Factorized Learning Assisted with Large Language Model for Gloss-free Sign Language Translation
Zhigang Chen, Benjia Zhou, Jun Li, Jun Wan, Zhen Lei, Ning Jiang, Quan Lu, Guoqing Zhao
TL;DR
This paper tackles gloss-free sign language translation by identifying that end-to-end incorporation of large language models (LLMs) can hinder learning of visual sign representations. It introduces FLa-LLM, a factorized two-stage framework consisting of a Visual Initialing stage that pre-trains the visual encoder with a lightweight translator, and an LLM Fine-tuning stage that freezes the visual encoder while adapting a multilingual LLM (MBart) via an LLM-Adapter. The approach employs a ResNet-18 visual backbone with a local temporal module, a Visual-Language Adapter, and a Light-T translator, plus downsampling of videos to reduce computation; the LLM is fine-tuned with seq2seq cross-entropy losses, and inference uses beam search.
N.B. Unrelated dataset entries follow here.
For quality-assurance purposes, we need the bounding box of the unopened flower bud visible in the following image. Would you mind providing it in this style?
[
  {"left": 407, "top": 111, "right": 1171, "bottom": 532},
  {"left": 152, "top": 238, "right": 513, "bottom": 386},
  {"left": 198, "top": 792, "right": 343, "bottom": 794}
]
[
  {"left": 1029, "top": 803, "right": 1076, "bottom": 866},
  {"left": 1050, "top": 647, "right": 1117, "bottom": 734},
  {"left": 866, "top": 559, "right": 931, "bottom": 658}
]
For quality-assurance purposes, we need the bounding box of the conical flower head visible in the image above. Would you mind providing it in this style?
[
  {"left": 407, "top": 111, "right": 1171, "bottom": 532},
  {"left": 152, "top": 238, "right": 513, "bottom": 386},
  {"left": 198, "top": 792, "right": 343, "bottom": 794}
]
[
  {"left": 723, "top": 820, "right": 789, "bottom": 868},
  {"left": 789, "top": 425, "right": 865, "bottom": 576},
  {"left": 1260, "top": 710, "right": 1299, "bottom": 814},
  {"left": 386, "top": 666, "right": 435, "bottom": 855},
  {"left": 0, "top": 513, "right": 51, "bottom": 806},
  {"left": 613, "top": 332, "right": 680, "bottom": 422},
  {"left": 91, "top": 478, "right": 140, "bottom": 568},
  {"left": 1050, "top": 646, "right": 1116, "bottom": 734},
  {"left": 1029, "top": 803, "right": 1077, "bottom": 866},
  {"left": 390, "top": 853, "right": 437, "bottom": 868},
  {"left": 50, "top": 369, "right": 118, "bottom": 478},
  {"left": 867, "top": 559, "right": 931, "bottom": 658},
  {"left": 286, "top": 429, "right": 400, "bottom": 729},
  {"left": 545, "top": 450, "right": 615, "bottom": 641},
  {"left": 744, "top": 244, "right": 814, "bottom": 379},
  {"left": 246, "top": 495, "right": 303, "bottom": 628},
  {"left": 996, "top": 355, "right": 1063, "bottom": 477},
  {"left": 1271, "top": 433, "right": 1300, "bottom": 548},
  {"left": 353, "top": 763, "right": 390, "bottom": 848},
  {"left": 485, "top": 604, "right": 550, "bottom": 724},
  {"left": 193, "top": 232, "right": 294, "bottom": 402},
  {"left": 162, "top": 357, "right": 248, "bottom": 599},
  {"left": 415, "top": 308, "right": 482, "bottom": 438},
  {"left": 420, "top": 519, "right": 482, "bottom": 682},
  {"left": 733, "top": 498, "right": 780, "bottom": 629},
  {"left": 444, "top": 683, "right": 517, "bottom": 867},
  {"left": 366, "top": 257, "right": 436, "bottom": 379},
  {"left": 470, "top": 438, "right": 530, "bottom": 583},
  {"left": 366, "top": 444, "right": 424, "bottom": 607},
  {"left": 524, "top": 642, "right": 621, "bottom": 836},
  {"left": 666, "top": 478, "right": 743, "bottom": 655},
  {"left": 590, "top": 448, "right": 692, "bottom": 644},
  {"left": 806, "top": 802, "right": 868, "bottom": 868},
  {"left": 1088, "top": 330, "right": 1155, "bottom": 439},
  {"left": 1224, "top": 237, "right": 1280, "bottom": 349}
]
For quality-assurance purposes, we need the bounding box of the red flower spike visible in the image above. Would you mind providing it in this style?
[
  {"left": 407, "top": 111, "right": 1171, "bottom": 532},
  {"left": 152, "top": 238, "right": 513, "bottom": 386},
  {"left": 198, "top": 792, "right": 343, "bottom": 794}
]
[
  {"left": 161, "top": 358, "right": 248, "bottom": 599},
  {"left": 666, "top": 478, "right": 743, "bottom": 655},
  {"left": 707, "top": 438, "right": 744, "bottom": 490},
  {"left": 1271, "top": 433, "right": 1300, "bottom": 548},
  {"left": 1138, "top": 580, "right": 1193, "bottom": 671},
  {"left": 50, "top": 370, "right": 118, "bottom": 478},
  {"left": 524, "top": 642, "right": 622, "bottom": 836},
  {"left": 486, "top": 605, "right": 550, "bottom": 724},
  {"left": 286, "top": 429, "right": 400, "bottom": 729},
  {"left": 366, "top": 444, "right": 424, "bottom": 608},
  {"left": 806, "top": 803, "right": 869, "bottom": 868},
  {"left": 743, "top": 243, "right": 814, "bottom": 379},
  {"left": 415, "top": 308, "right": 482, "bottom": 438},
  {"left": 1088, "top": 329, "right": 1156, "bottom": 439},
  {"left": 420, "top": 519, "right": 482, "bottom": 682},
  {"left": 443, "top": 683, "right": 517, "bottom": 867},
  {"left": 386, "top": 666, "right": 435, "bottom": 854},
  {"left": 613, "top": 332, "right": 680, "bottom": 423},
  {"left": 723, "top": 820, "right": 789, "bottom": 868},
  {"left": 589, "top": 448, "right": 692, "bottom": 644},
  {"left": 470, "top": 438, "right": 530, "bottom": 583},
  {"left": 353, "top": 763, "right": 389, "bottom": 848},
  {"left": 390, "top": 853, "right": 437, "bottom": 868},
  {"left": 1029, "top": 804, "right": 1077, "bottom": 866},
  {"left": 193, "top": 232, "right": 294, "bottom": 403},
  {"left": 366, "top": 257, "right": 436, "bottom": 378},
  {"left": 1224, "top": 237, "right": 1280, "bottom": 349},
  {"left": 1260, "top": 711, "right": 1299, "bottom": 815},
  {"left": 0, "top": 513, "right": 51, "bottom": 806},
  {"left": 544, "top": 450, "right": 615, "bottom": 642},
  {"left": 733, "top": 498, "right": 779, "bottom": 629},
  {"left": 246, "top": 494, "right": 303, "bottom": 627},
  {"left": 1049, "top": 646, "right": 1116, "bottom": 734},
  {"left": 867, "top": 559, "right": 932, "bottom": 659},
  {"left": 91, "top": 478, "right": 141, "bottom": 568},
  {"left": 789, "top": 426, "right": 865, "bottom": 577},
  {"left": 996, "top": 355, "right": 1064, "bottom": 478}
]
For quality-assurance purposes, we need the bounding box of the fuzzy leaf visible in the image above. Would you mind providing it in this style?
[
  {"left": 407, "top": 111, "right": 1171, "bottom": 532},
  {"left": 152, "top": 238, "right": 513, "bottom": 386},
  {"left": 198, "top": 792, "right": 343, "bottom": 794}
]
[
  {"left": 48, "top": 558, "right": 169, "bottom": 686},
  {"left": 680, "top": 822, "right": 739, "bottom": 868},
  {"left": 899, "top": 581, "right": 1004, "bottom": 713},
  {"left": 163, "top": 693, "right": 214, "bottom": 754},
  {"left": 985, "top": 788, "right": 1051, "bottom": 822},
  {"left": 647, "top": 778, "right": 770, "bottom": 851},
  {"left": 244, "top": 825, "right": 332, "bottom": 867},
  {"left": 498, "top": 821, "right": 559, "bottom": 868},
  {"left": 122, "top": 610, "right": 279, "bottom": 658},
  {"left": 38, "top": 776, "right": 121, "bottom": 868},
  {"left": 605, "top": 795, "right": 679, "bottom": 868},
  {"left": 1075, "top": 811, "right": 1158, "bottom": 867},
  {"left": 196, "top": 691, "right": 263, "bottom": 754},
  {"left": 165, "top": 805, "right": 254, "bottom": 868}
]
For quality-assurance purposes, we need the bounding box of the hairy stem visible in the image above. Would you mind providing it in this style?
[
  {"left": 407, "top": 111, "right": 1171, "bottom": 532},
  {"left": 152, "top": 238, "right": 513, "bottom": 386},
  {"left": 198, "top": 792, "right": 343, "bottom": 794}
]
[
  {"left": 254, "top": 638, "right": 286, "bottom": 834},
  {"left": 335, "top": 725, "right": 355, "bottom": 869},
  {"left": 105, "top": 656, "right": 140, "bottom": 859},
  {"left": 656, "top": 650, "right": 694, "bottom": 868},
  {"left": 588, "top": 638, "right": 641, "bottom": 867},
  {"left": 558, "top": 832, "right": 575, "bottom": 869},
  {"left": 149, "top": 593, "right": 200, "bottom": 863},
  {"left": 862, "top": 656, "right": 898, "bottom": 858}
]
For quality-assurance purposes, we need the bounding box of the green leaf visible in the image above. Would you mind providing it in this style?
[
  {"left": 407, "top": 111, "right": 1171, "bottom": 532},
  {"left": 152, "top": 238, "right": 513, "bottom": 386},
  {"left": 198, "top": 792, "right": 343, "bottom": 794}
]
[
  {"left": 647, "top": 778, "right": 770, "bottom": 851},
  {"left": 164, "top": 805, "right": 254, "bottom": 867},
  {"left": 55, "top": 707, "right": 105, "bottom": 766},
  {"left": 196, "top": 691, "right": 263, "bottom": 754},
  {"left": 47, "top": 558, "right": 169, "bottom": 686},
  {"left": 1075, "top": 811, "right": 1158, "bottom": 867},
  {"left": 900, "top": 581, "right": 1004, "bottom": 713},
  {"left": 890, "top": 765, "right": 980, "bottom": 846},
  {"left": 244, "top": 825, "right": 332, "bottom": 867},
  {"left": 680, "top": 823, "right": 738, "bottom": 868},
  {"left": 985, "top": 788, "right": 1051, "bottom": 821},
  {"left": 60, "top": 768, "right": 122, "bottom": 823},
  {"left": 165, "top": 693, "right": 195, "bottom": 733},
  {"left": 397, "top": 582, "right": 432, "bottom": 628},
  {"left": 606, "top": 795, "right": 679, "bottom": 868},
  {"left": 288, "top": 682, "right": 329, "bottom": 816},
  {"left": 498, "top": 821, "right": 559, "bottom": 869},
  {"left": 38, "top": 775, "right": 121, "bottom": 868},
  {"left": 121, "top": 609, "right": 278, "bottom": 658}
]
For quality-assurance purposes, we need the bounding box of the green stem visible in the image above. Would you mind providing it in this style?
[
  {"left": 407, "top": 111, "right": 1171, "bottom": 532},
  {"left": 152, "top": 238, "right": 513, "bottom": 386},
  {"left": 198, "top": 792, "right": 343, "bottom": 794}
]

Across PHOENIX14T, CSL-Daily, and How2Sign under gloss-free protocols, FLa-LLM achieves substantial BLEU-4 and ROUGE-L gains, surpassing prior gloss-free methods and approaching gloss-based performance, thus demonstrating practical potential for scalable SLT without gloss annotations.
Abstract
Previous Sign Language Translation (SLT) methods achieve superior performance by relying on gloss annotations. However, labeling high-quality glosses is a labor-intensive task, which limits the further development of SLT. Although some approaches work towards gloss-free SLT through jointly training the visual encoder and translation network, these efforts still suffer from poor performance and inefficient use of the powerful Large Language Model (LLM). Most seriously, we find that directly introducing LLM into SLT will lead to insufficient learning of visual representations as LLM dominates the learning curve. To address these problems, we propose Factorized Learning assisted with Large Language Model (FLa-LLM) for gloss-free SLT. Concretely, we factorize the training process into two stages. In the visual initialing stage, we employ a lightweight translation model after the visual encoder to pre-train the visual encoder. In the LLM fine-tuning stage, we freeze the acquired knowledge in the visual encoder and integrate it with a pre-trained LLM to inspire the LLM's translation potential. This factorized training strategy proves to be highly effective as evidenced by significant improvements achieved across three SLT datasets which are all conducted under the gloss-free setting.